In this embodiment, the cutouts 26a are formed at one end of the pair of rocker arm shafts 26 opposite to each other, and both edges are seen between the cutouts 26a when viewed from the camshaft 18 direction. The set plate 40 is inserted by the inner surface of the cylinder head cover 5 while inserting the set plate 40 having a non-parallel (tapered) shape and pressing the set plate 40 together with the rocker arm shaft 26. The plates 40 can be fixed by close contact with each other without rattling. As a result, it is possible to prevent the occurrence of crushing and wear of the bearing due to the oil field of the rocker arm shaft 26. Moreover, since the set plate 40 is pressurized and fixed by the cylinder head cover 5, the fastening bolt, the screw hole processing process, and the fastening process of the set plate which were required by the conventional anti-rotation device of the rocker arm shaft can be omitted. It is advantageous in terms of cost.

In the present embodiment, the set plate 40 has a shape in which the cam shaft holder 20 is sandwiched between both sides, and the position of the set plate 40 in the cam shaft 18 direction is regulated by the fitting. Wear due to the axial shift of the rocker arm shaft 26 is also prevented. Moreover, since the set plate 40 is fixed using the existing camshaft holder 20, the position of the set plate 40 can be fixed without performing a special process on the cylinder head 4 side.
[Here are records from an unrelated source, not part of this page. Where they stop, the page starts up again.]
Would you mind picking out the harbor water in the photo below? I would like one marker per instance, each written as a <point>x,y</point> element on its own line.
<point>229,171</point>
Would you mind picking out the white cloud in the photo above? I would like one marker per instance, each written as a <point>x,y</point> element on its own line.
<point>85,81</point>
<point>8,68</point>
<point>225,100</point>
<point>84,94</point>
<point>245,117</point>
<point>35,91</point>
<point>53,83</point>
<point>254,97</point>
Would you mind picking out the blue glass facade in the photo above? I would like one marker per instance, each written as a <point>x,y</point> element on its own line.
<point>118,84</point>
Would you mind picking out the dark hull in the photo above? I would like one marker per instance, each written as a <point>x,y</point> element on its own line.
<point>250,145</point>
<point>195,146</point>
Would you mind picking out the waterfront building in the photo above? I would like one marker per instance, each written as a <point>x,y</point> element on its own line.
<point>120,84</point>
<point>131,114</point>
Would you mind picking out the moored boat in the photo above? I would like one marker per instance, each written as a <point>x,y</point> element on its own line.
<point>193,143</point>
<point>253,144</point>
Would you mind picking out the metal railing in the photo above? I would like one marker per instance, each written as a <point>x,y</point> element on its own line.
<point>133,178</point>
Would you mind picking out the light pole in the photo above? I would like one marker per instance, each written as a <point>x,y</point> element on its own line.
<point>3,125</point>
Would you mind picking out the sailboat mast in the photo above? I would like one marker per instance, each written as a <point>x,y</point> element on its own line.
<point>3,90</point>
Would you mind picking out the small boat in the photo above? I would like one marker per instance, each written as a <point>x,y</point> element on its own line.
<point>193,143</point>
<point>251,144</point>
In this embodiment, an elastic member 42 such as rubber is disposed between the set plate 40 and the camshaft holder 20 and between the set plate 40 and the inner surface of the cylinder head cover 5. As a result, the set plate 40 can be securely fixed. In addition, since the vibration of the cylinder head cover 5 is absorbed by the elastic member 42, the noise caused by the vibration is reduced.
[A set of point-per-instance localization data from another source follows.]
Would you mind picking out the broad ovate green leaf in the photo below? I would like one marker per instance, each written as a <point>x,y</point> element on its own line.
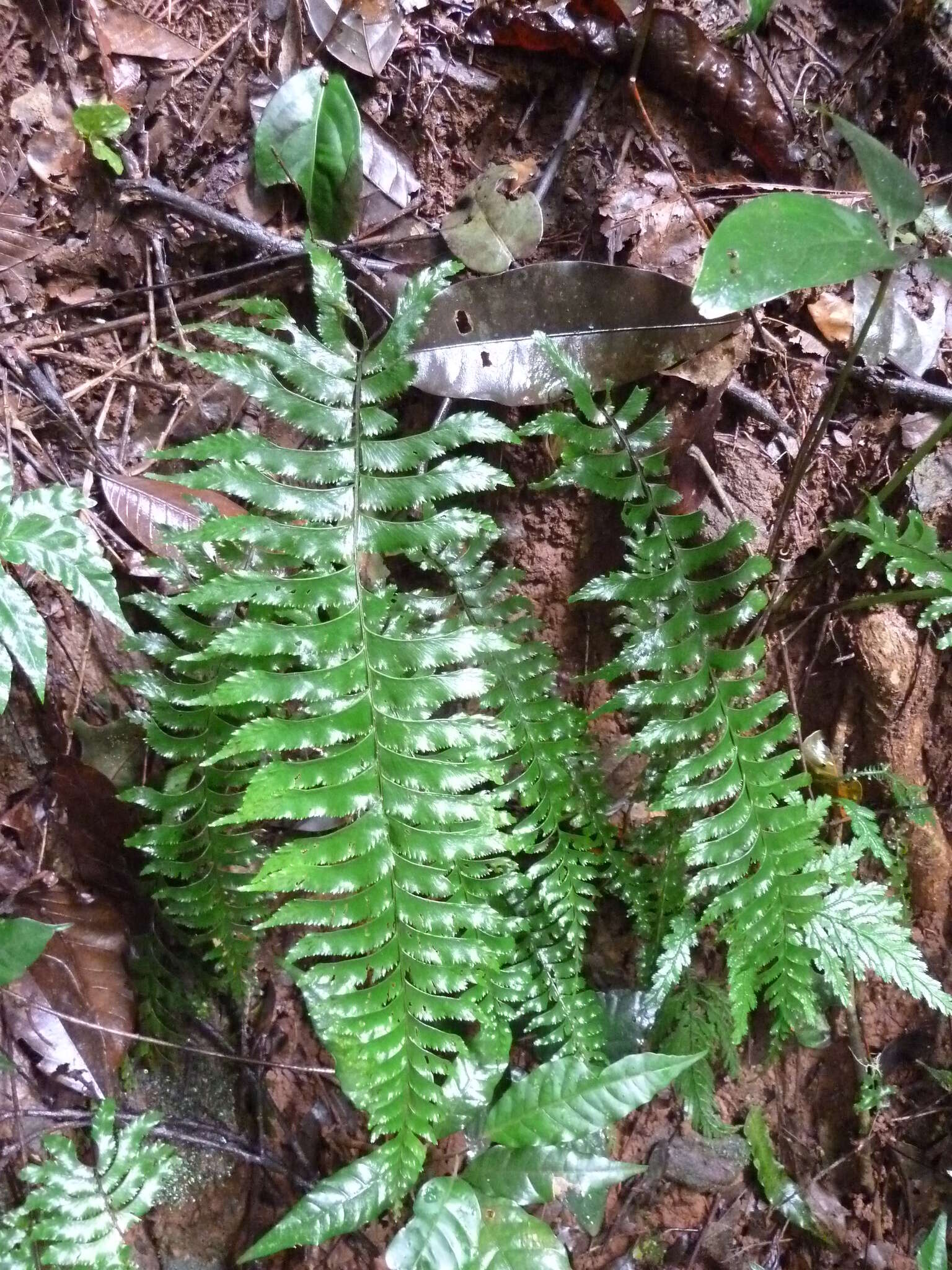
<point>780,243</point>
<point>536,1175</point>
<point>443,1232</point>
<point>512,1240</point>
<point>22,940</point>
<point>310,135</point>
<point>892,184</point>
<point>568,1099</point>
<point>348,1199</point>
In addition, in the present embodiment, since the arc-shaped lower edge of the set plate 40 abuts the outer ring outer surface of the camshaft bearing 19a, the camshaft bearing 19a is no rattling and durability is improved.

Claims (7)

A pair of rocker arms connecting the intake cam and exhaust cam of the internal combustion engine with the intake valve and the exhaust valve, respectively, is rotatably supported on the pair of rocker arm shafts which are spaced apart from each other in the cylinder head of the internal combustion engine. In the rocker arm shaft anti-rotation device provided with a restricting member for preventing rotation of both rocker arm shafts, On each part of the pair of rocker arm shafts, cutout portions that face each other are formed, and between the cutout portions, a regulating member having both side edges that are not parallel when viewed in the camshaft direction is inserted, and the regulating member is placed in a cylinder. An anti-rotation device for a rocker arm shaft, wherein the rocker arm shaft is pressed against both cutout portions by an inner surface of the head cover. 2. The rocker arm shaft rotation preventing device according to claim 1, wherein the restricting member is shaped so as to sandwich a projection in the cylinder head in the cam axis direction. The rocker arm shaft rotation preventing device according to claim 2, wherein the projection is a camshaft holder. The rocker arm shaft rotation preventing device according to claim 1 or 2, wherein the restricting member has an inverted U-shaped cross section. The rocker arm shaft rotation preventing device according to claim 1 or 2, wherein the opposed cutout portions each have a cutout surface that is an inclined surface that faces downward. The rocker arm shaft rotation preventing device according to claim 1 or 2, wherein an elastic member is disposed between the regulating member and the inner surface of the cylinder head cover and between the regulating member and the protrusion.  The rocker arm shaft rotation preventing device according to claim 1 or 2, wherein the restricting member is in contact with an outer surface of the camshaft bearing.